So this is where I'll begin.
It's been a year of beginnings, or endings, or whatever the hell we're supposed to call it when life throws you for a hell of a loop and you eventually find yourself on your feet, not entirely steady but not entirely broken. You figure out how everything goes again in this new life where some things feel so completely NEW and then you alter the view and think some things have never changed. Everyone has probably been there at some point, and to differing degrees and I have no doubt that I'll be feeling some kind of beginning again and again. Life. That's just what it does, whether we like it or not.
I'm not entirely certain what direction to take this, but I am trying not to over-think it, because really NO ONE is out there, I'm not sure I want to tell folks this is even reincarnated, and also because it is a blog for pete's sake. But I also don't want to put myself in a box of sorts because I think maybe writing will be a very useful thing and I want to do everything I can to encourage any and all good that comes from this. I need a little more good in my life - and I'm pretty damn sure that it's gonna have to just come from yours truly.

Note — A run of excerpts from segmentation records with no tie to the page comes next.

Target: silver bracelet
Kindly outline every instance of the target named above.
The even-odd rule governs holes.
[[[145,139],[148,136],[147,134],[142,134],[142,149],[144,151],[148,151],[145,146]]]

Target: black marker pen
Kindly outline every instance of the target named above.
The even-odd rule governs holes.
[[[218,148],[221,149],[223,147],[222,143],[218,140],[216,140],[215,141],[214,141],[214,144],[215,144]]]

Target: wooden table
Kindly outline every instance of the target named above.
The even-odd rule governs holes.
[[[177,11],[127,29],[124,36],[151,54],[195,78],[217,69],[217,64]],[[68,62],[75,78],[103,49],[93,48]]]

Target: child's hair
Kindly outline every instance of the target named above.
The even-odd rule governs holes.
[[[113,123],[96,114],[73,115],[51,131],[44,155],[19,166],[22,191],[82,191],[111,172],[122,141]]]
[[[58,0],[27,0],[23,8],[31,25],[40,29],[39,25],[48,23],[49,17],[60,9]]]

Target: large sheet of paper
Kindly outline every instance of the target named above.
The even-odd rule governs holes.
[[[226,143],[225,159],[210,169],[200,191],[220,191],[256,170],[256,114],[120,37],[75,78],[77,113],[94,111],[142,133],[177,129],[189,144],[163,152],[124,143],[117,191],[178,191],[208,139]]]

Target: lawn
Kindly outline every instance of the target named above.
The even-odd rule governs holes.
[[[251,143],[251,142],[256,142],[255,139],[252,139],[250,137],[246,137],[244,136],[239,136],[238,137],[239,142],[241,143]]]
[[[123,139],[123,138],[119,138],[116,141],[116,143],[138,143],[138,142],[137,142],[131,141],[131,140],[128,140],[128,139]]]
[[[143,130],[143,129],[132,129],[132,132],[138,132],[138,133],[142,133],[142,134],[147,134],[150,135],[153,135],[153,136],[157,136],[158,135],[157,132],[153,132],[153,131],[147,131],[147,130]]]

I also don't want to use this an another form of procrastination when piles of reading and homework and paper-writing are looming as I wrap up my final year of grad school. That's right, 262 days from now (who's counting? I AM!) I shall have a piece of paper declaring my ability to master a subject that I wasn't even sure I could define 10 years ago, hell, probably even 6-7 years ago. It's going well, I could be doing better and putting more effort into it. I've got a lot of excuses as to why I haven't, but I feel like I can rationalize a little too well and that energy would be better utilized, oh, I don't know, actually studying!
So there we are. Back to the blogosphere. A tiny little speck I am. Which is just fine with me.